There is a certain kind of company that does not scream for attention. It builds in the quiet. It earns in the dark. And then one day the market leans in and says, wait… who’s been running the room?
Nucleus Security just secured $20M in Series C funding. Delta-v Capital led the round. Arthur Ventures doubled down. That is not charity. That is conviction with a calculator.
Congratulations to Steve Carter, Co-founder and CEO, and Scott Kuffer, Co-founder and COO, for building something investors do not just understand, but feel in their bones. Also respect to Co-founder Nick Fleming, because companies like this do not materialize without technical gravity at the core.
Let’s talk about the name. Nucleus. The center of mass. The control room. In cybersecurity, noise is cheap. Alerts fly like confetti at a parade nobody asked for. Nucleus Security decided to become the atomic center of vulnerability and exposure management. Not another scanner. Not another dashboard. The system of record. The orchestration layer. The place where chaos gets organized and risk gets prioritized.
They unify data from more than 200 tools. 200. That is not integration theater. That is plumbing at scale. IT, cloud, application, OT. All roads lead back to a single, living picture of exposure. And when you add AI-driven exploit intelligence into that bloodstream, you are not just listing problems. You are ranking consequences.

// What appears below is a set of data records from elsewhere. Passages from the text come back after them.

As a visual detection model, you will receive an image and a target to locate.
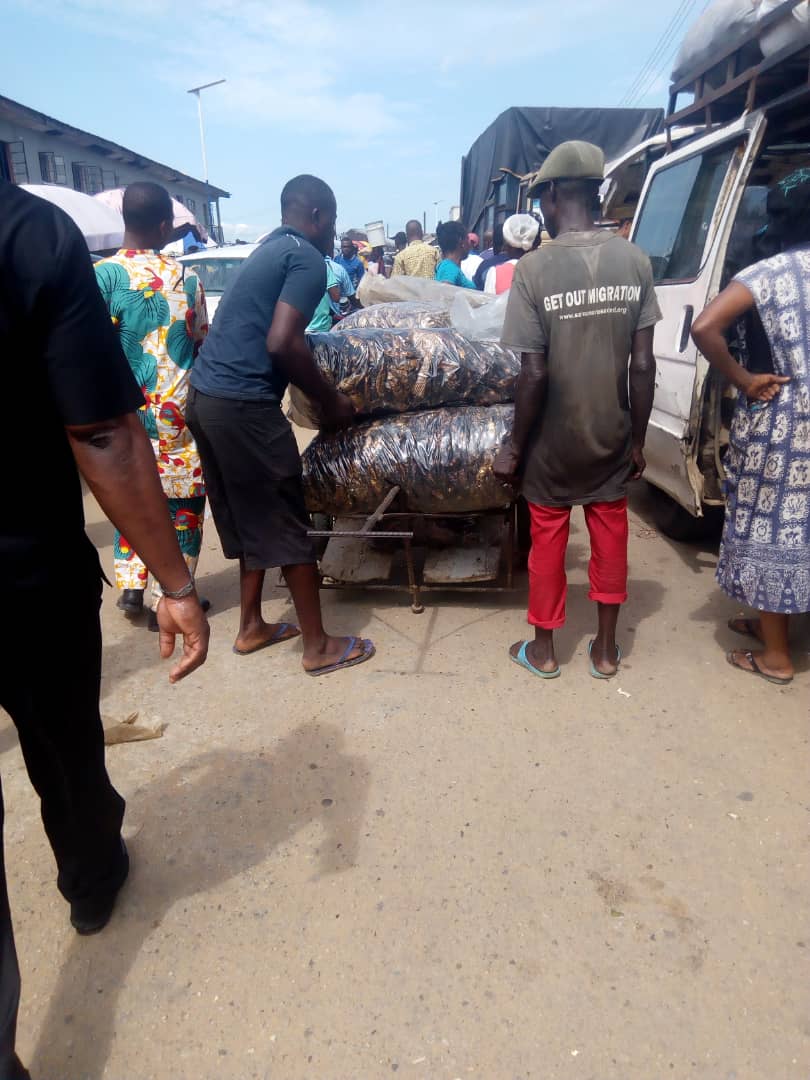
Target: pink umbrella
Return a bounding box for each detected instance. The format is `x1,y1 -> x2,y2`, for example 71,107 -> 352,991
93,188 -> 208,243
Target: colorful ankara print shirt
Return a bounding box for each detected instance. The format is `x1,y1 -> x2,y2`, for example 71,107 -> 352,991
717,246 -> 810,615
95,248 -> 208,499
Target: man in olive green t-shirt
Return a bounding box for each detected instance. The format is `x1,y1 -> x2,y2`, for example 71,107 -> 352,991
496,143 -> 661,678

Here is the business lesson hiding in plain sight. Enterprises built homegrown vulnerability management systems because they had to. Those systems aged. Complexity multiplied. Boards started asking sharper questions. Nucleus Security walked in with a platform designed by former Department of Defense security experts and said, let’s replace the patchwork with a command center.
The $43M Series B in 2024, co-led by Arthur Ventures and Lead Edge Capital with strategic investment from In-Q-Tel, set the stage. The FedRAMP Moderate Authorization, sponsored by the Centers for Medicare and Medicaid Services, opened federal doors that do not open easily. Being listed on the Continuous Diagnostics and Mitigation Approved Products List is not a vanity metric. It is a passport.
Now the Series C adds fuel. Not for vanity growth. For scale. For deeper exposure management orchestration. For meeting enterprise and federal demand that is no longer optional.
From 71 Alafia Drive in Sarasota, Florida, Nucleus Security is serving enterprises, defense contractors, critical infrastructure providers, and FedRAMP cloud service providers who cannot afford guesswork. Organizations like Motorola, Paychex, and Mastercard rely on them to unify vulnerability data and automate what matters.
Delta-v Capital saw a market turning from vulnerability scanning to exposure orchestration. Arthur Ventures saw a team that executes. Steve Carter and Scott Kuffer saw the gap years ago and built the center before the crowd showed up.